# valrhona chocolate



## psycholucy (Mar 13, 2002)

can anyone suggest a good online source for valrhona chocolate? i don't need a mass quantity, maybe just 10 lbs every so often. the place i used to buy it from here in the bay area does not carry it anymore. the valrhona website does not list any outlets in california. i'm basically just looking for recommendations on a new supplier.

thanks!


----------



## cr cook (Sep 9, 2002)

PSYCHOLUCY,
Try www.chocosphere.com. They have alot of good chocolates in various sizes. Hope this helps.


----------



## psycholucy (Mar 13, 2002)

the site is cool & they have exactly what i need!
thanks again!


----------



## m brown (May 29, 1999)

I am thinking of selling bulk chocolate from my web site to be. Any thoughts?
I am a Wedding Cake and Speciality baker and I use really high end stuff.........
Could I just resell? 
Thanks!


----------



## shroomgirl (Aug 11, 2000)

Absolutely resell!!
Remember the cigar craze....it's now chocolate. There are chocolate bars showing up all over and it's just the beginning.
One of my fav places sells different hot chocolates....as in come in and get a beverage.(no booze) and they also sell the drinks dry to make at home.
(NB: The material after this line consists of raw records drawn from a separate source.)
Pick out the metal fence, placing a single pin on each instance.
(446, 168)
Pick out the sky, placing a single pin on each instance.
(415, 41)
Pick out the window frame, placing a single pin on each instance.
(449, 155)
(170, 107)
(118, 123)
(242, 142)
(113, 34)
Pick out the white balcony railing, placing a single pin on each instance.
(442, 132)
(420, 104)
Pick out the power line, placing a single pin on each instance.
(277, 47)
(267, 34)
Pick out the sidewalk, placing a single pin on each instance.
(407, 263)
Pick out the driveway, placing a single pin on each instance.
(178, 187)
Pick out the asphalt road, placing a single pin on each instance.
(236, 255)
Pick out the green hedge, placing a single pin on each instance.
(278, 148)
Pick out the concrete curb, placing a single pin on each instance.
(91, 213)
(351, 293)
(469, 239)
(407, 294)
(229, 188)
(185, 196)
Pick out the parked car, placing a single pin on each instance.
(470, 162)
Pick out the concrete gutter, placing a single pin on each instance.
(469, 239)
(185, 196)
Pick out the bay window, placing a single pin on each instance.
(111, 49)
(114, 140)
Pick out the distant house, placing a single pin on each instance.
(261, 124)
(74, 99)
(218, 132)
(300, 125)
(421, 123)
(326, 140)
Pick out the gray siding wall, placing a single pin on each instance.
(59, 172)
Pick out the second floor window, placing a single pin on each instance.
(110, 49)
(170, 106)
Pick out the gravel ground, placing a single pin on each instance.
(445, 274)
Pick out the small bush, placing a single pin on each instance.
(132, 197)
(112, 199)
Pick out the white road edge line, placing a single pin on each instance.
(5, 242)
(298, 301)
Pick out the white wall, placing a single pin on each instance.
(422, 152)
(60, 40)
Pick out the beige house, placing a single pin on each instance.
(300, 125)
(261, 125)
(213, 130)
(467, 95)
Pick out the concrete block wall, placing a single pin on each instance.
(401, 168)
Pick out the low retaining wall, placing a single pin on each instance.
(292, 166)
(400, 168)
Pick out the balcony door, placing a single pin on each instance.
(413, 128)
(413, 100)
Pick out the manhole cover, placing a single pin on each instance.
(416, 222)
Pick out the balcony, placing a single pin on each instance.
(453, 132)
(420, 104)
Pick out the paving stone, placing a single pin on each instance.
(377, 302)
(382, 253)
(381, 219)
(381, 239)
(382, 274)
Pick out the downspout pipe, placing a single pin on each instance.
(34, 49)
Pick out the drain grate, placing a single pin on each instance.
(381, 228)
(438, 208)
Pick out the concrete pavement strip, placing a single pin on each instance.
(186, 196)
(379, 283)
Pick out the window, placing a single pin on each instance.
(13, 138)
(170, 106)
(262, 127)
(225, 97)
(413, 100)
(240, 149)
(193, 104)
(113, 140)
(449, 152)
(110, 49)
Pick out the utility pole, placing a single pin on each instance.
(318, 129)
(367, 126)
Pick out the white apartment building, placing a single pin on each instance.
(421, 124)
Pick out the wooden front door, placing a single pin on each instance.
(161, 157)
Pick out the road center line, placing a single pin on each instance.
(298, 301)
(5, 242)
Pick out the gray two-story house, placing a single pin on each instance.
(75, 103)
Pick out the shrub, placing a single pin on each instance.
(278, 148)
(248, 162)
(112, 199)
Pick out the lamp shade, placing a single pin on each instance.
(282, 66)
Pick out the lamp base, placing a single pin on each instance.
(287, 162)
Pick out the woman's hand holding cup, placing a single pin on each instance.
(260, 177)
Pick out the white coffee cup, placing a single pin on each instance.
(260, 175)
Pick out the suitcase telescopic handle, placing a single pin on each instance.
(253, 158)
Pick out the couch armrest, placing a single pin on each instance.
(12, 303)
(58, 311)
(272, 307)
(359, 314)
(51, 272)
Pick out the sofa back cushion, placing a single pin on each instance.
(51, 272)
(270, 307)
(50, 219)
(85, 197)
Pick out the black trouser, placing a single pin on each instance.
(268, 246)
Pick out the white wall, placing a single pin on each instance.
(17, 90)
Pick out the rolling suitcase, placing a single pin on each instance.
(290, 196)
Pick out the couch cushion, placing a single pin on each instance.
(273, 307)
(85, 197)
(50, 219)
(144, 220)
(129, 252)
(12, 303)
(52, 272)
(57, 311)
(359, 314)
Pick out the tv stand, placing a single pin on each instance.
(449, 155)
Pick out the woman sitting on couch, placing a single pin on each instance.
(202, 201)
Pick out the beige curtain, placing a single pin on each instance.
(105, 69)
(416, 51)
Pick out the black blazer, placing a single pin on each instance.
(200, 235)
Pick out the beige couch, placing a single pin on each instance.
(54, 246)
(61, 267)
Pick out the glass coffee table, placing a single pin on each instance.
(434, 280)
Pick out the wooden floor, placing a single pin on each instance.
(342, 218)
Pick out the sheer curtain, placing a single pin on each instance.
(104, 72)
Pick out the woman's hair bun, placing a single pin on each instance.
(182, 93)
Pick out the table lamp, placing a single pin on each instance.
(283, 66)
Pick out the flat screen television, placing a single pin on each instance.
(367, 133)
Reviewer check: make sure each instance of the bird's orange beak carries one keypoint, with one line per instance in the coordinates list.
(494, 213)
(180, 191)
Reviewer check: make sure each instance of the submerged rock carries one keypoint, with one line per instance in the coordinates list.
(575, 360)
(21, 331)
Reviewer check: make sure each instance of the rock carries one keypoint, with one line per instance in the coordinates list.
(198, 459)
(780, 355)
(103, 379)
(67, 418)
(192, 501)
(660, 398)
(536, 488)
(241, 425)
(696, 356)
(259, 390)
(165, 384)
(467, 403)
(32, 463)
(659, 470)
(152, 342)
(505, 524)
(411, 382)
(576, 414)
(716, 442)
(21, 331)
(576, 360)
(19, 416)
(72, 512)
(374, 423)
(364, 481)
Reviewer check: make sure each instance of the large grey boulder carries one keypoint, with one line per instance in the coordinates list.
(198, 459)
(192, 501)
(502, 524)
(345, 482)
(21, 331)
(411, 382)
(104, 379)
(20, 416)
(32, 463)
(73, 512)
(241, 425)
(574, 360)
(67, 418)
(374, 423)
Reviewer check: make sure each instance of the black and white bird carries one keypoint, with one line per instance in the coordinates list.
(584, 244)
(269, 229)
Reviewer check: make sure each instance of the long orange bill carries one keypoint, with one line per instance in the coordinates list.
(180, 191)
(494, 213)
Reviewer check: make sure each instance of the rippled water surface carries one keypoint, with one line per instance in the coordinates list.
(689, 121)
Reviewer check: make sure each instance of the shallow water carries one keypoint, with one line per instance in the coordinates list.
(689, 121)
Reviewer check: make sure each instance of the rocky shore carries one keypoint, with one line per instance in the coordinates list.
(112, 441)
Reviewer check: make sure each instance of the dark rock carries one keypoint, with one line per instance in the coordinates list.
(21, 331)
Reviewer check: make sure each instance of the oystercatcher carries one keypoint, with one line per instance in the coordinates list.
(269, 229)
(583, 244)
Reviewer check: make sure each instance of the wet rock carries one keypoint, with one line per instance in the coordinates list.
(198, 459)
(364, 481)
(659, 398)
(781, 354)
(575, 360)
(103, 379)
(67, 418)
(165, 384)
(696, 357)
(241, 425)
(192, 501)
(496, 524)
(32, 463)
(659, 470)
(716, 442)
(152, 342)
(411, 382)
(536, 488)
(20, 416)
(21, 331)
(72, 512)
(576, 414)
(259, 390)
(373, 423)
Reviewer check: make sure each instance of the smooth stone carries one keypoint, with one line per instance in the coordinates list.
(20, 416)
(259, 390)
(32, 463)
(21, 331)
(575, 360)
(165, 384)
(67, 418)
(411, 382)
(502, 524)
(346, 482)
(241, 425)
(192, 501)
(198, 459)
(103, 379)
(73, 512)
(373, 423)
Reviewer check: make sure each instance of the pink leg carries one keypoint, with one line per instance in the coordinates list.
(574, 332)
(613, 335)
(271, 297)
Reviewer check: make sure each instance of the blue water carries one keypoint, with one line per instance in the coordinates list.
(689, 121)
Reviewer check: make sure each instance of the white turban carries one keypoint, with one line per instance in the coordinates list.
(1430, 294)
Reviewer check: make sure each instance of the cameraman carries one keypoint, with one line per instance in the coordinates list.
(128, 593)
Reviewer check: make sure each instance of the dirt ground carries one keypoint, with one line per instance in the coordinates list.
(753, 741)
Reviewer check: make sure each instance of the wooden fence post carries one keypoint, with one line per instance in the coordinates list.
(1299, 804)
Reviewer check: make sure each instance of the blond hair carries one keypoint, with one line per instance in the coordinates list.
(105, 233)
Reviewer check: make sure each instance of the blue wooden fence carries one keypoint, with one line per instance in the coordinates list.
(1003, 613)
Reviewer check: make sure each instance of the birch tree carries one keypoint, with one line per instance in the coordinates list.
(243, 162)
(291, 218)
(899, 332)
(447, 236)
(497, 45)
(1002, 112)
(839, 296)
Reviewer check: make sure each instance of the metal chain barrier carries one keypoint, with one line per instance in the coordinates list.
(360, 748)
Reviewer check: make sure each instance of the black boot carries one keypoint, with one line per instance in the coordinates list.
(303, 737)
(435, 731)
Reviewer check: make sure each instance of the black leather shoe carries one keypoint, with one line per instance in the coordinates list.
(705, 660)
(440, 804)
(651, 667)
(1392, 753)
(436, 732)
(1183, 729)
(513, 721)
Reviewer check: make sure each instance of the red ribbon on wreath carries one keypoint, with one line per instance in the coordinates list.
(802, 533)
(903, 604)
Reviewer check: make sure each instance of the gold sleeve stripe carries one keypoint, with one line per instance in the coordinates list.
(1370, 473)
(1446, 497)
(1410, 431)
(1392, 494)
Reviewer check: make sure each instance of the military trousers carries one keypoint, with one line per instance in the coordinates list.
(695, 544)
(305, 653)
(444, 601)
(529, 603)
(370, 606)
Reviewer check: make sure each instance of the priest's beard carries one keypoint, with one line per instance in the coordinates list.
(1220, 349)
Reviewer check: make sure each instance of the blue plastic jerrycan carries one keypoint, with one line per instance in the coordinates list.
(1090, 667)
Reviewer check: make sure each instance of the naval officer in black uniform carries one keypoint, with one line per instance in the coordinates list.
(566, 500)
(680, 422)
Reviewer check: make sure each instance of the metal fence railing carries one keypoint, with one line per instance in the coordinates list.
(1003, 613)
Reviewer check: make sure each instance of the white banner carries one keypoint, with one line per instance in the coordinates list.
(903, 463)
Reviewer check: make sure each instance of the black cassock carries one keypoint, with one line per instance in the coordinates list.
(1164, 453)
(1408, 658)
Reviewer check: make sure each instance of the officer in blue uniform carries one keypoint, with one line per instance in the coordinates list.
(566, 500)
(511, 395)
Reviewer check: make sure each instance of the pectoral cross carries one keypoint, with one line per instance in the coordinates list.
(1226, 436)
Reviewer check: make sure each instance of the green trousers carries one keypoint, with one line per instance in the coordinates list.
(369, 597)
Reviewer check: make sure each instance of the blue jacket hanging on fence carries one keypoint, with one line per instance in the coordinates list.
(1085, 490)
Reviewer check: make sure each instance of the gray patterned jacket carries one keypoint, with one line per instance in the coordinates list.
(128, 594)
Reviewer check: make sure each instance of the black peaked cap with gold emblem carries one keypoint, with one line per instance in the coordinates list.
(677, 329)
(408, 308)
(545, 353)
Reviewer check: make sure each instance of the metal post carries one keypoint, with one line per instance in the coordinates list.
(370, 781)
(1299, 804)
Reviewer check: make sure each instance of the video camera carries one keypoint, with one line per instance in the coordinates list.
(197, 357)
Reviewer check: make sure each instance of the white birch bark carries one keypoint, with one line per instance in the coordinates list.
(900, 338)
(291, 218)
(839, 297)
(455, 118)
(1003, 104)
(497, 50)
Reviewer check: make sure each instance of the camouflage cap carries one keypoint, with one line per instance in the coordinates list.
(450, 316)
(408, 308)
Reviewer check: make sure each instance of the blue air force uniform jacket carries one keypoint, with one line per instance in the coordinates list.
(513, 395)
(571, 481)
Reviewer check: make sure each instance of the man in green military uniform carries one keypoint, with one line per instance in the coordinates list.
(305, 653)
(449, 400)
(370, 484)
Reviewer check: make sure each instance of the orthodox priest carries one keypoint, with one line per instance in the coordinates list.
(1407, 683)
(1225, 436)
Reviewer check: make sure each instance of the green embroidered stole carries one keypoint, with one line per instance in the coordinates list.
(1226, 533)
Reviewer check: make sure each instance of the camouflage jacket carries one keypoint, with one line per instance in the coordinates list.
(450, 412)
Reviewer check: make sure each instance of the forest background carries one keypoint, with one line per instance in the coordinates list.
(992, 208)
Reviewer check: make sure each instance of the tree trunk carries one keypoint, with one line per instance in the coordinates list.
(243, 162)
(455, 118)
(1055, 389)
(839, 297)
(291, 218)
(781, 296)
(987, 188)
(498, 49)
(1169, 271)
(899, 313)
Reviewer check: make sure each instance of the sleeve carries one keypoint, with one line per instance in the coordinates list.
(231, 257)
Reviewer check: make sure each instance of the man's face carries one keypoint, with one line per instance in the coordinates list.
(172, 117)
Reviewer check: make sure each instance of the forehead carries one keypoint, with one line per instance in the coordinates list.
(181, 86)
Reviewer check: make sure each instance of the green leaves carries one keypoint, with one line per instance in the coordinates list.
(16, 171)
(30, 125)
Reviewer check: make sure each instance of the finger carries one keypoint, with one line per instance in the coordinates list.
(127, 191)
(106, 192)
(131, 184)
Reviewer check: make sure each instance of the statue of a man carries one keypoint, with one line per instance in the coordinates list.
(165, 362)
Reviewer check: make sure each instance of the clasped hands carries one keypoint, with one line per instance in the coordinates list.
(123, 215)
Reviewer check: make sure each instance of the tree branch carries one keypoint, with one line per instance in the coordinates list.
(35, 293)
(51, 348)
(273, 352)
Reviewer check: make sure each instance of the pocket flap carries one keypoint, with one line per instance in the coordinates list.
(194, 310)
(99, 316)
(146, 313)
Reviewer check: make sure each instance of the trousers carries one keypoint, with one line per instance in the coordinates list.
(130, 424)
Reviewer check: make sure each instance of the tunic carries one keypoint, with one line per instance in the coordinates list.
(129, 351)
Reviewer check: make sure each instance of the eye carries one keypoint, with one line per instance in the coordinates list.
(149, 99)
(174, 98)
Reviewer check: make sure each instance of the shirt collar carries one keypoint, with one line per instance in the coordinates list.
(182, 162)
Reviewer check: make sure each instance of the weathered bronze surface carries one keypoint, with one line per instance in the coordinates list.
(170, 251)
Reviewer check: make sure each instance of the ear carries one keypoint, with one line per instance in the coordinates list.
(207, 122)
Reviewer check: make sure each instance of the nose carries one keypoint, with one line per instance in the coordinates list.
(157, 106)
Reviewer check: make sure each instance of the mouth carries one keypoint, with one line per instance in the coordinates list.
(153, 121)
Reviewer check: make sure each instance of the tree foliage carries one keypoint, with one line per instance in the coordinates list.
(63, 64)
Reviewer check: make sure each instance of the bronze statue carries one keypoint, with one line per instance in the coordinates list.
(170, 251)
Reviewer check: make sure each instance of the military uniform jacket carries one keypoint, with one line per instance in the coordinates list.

Each having pastilles in the bag and other shtuff, you add your own cream, milk whatever.
it's called the chocolate bar....not sure if they have anything on saucecafe.com at the moment.
Funny story....I am making a romantic meal for 2 tonight for a romantic guy that wants to WOW his girlfriend....anyway, he's not a foodie ("chicken with Italian sauce")and thank goodness I asked, would that chocolate mousse be dark chocolate or milk....MILK! gotta love it.


----------